While all that may sound surgically precise, the results were naturally disquieting. At the San Francisco Zoo last week, members of the staff had to rush 150 cichlids--an endangered species of fish from Madagascar--to the warmth of the zoo hospital, lest they perish in chilling water. At the same time, seven West African gorillas found themselves trapped for 90 min. in their night quarters when the outage made it impossible to open the hydraulic doors of their cage. If the apes were irate, some San Franciscans may have been even more irascible. "I'm angry not just with the [utility] company but with the politicians who started all this," says Lawrence Mitchell, who feared for the inventory inside his darkened ice cream parlor. "I don't know what they were thinking." The crisis caused shutdowns and layoffs across the state. A Miller brewery near Los Angeles, which was spared blackouts, nonetheless shifted its production to Texas because of uncertainties about power.
The crisis showed no signs of easing last week. Wilson thinks that Governor Davis should use emergency powers to suspend tortuous regulations and start building plants pronto. And the ex-Governor calls for temporary power sources, perhaps sited on barges, to be rushed into service.
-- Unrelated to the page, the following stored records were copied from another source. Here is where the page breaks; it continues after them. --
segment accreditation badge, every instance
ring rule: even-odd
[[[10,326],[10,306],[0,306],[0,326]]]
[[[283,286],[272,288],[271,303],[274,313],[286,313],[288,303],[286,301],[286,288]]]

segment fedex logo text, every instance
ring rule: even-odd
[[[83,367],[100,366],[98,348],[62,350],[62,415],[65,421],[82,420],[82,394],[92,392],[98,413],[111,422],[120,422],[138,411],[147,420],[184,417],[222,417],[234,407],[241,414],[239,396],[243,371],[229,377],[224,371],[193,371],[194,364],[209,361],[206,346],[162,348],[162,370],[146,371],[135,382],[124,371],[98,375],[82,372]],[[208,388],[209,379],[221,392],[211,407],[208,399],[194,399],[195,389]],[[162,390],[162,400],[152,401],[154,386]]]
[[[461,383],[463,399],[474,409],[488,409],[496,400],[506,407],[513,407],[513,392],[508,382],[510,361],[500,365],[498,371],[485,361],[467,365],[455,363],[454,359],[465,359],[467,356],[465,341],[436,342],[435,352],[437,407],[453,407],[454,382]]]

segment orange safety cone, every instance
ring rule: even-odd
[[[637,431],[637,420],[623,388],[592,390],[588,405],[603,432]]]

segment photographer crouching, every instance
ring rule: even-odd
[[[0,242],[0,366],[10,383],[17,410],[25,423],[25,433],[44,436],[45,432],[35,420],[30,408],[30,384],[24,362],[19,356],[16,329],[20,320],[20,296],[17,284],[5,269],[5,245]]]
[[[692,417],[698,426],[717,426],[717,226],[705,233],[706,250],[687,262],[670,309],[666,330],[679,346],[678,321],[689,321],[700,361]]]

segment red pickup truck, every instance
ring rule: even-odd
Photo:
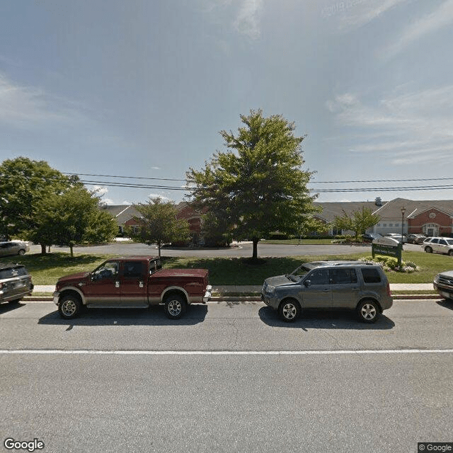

Failing that, California's 34 million residents may soon hear calls for conservation reminiscent of the energy crises of the 1970s. "People go into their houses and turn on seven light bulbs, five computers, three TVs, and they're cooking dinner while the clothes dryer is running," Fluckiger says, with just a touch of exaggeration. "If they waited until after 8 p.m. to use some of those things and turned off some lights and a TV, it would have a major impact."
So would a less convoluted approach to deregulating an essential public service. But as Californians adjust their thermostats and turn off those lights burning in the basement, the lesson to the rest of the U.S. last week was pretty basic: a marketplace that is only partly free is a prescription for complete disaster.